2.3.2. Contaminant mixtures

Almost all sources of pollution are associated with several groups of contaminants so that few soils are polluted with a single contaminant. The interactions among contaminants also influences contaminant fate and transport in the soil environment.

Ionic contaminants can increase either the acidity or alkalinity of the soil solution. Soil organisms cannot metabolise organic contaminants if toxicity is sufficiently high and these contaminants become part of the organic carbon pool, and hence can retain other organic and inorganic contaminants, such as trace elements. This occurs by increasing the CEC, through surface complexation mechanisms, or by forming colloids or organometallic complexes that will behave differently to the original species (Zhu et al., 2018). Organic contaminants can also modify the repulsion of soil water (Yaron, Dror and Berkowitz, 2012). Similarly, the presence of trace elements may lead to the predominant formation of organo-metallic complexes instead of organic contaminant adsorption to the soil minerals. For example, the presence of copper in agricultural soils due to the spray of copper-based fungicides increases the half-life of some pesticides, such as pyrethroid insecticides and DDT (Gaw et al., 2003; Liu et al., 2007). This increase in pesticide half-life in soil is related to the inhibitory effect of copper on soil microbial activity, reducing the ability of soil organisms to degrade the organic contaminants (Gaw et al., 2003).

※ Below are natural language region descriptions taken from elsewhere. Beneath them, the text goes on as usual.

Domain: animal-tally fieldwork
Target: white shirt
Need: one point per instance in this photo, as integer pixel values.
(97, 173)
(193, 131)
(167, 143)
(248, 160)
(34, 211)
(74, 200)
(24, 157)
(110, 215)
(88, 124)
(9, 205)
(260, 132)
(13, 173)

Studies on the impact of irrigating soils with wastewater, which contains a wide variety of contaminants, can provide good examples of the interactions among contaminants and influences on the fate of other contaminants. Wastewater is usually rich in dissolved organic matter and nutrients, but also in salts, trace elements and organic contaminants such as pharmaceuticals or microplastics. The increased salt content produces an increase in the competition for sorption sites, so trace elements are displaced to the soil solution, enhancing leaching potential to groundwater (Mapanda et al., 2005; Tarchouna et al., 2010). Microplastics can be associated with pathogens and other organisms or enriched in pesticides and trace elements, in addition to all the chemicals that form the plastic polymers and additives, for an increase in ecotoxicity (de Souza Machado et al., 2018).

2.3.3. Climate change

Climate change aggravates the impacts of soil pollution (Figure 20). Climate change exacerbates the frequency and severity of extreme climatic events such as droughts, floods, and dust storms, and also increases the incidence of wildfires (IPCC, 2019). These extreme events contribute to changes in the moisture and temperature regimes of soils and groundwater (Feng, 2016). In addition, depending on the nature of the event, extreme weather can increase rates of movement of soil contaminants via soil erosion (wind or water), soil runoff, leaching and volatilization (Boxall et al., 2010; IPCC, 2019; Jarsjö et al., 2020).

Figure 20. Climate change exacerbates soil pollution impacts.

Climate change also affects the distribution of living organisms and their biomass, induces community changes and alters crop and pest cycles (Classen et al., 2015; IPCC, 2019). These changes can alter contaminant biotransformation processes to produce more active metabolites or reduce the biomass of soil-dwelling organisms that degrade contaminants (Noyes et al., 2009).

It is widely accepted by the scientific community that the effects of climate change on soils under current use and management will lead to a decrease in SOM, especially in temperate and cold regions but also already depleted agricultural soils in warmer areas (Wiesmeier et al., 2016). Higher inputs of agrochemicals, both pesticides and fertilizers, may be required with the increasing effects of climate change, due to the loss of soil fertility and increased incidence of pests and pathogens in regions previously unaffected by certain pests from warmer environments (Boxall et al., 2010). Depletion of SOM, decrease in plant cover and loss of soil biodiversity can greatly contribute to soil contaminant mobilization (Ondrasek et al., 2019).